The 41-kDa protein is the first coronavirus nonstructural protein demonstrated so far to be posttranslationally modified by N-linked glycosylation. Examination of the amino acid sequences showed that the equivalent regions of other coronaviruses also encode potential N-linked glycosylation sites (e.g., MHV contains two, transmissible gastroenteritis virus contains three, and HCV contains one) (7, 10, 16). It is suggested that this modification may be conserved among different groups of coronaviruses.
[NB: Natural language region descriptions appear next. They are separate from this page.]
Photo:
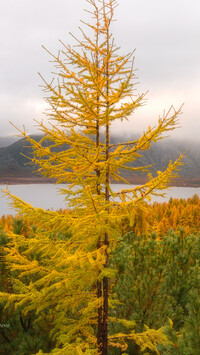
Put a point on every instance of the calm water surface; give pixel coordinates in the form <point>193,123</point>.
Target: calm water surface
<point>47,195</point>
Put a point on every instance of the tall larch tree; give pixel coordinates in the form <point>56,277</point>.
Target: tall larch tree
<point>62,269</point>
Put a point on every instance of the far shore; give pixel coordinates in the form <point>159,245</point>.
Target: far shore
<point>178,182</point>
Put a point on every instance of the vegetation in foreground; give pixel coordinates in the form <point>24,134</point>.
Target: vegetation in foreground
<point>63,271</point>
<point>155,285</point>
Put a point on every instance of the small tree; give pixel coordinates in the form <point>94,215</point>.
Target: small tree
<point>71,275</point>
When tagged to green fluorescent protein, the 41-kDa exhibits a staining pattern resembling that of the M protein, a protein shown to be localized to the Golgi apparatus, suggesting that the 41-kDa protein may be also localized to this subcellular compartment (data not shown). N-linked glycosylation of nonstructural proteins was also described for other viral systems. For example, the NS1 protein of flaviviruses was reported to be an N-linked glycoprotein (25).
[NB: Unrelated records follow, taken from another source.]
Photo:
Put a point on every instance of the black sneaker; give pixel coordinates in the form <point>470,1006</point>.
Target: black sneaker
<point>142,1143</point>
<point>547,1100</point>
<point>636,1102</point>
It is intriguing that the 41-kDa protein is physically associated with the 195-kDa product via its N terminus. In EAV, it was shown that the second and third cleavage products of ORF 1a (corresponding to the 195- and 41-kDa proteins of IBV, respectively) tend to be coimmunoprecipitated (31). As the N-terminal half of the 195-kDa mature product was previously shown to be able to interact with the 87-kDa protein (17), it seems likely that the three products may form a complex. The prime role of this complex formation would be to sequester, by the action of the 41-kDa protein, the proteinase domain-containing 195-kDa protein and the 87-kDa protein to the membranous compartment where the IBV RNA replicates and the virion particles assemble (14). In two recent report, Shi et al. (30) and van der Meer et al. (37) have demonstrated the colocalization and membrane association of several gene 1 products with de novo-synthesized MHV-59 viral RNA in virus-infected cells. When the IBV counterparts of these products were separately expressed, distinct distribution patterns were observed for each protein (D. X. Liu, unpublished observations). It is suggested that the colocalization patterns reported by Shi et al. (30) may reflect the interactions between viral proteins. Such interactions between ORF 1a-encoded products have been demonstrated in arteriviruses (28, 36). They may facilitate the association of the replication complex with cellular membranous compartments (28, 36). Characterization of the multiprotein interaction observed in this study would provide significant insights into the subcellular translocation of coronavirus proteins and the involvement of nonstructural proteins in the viral replication cycle.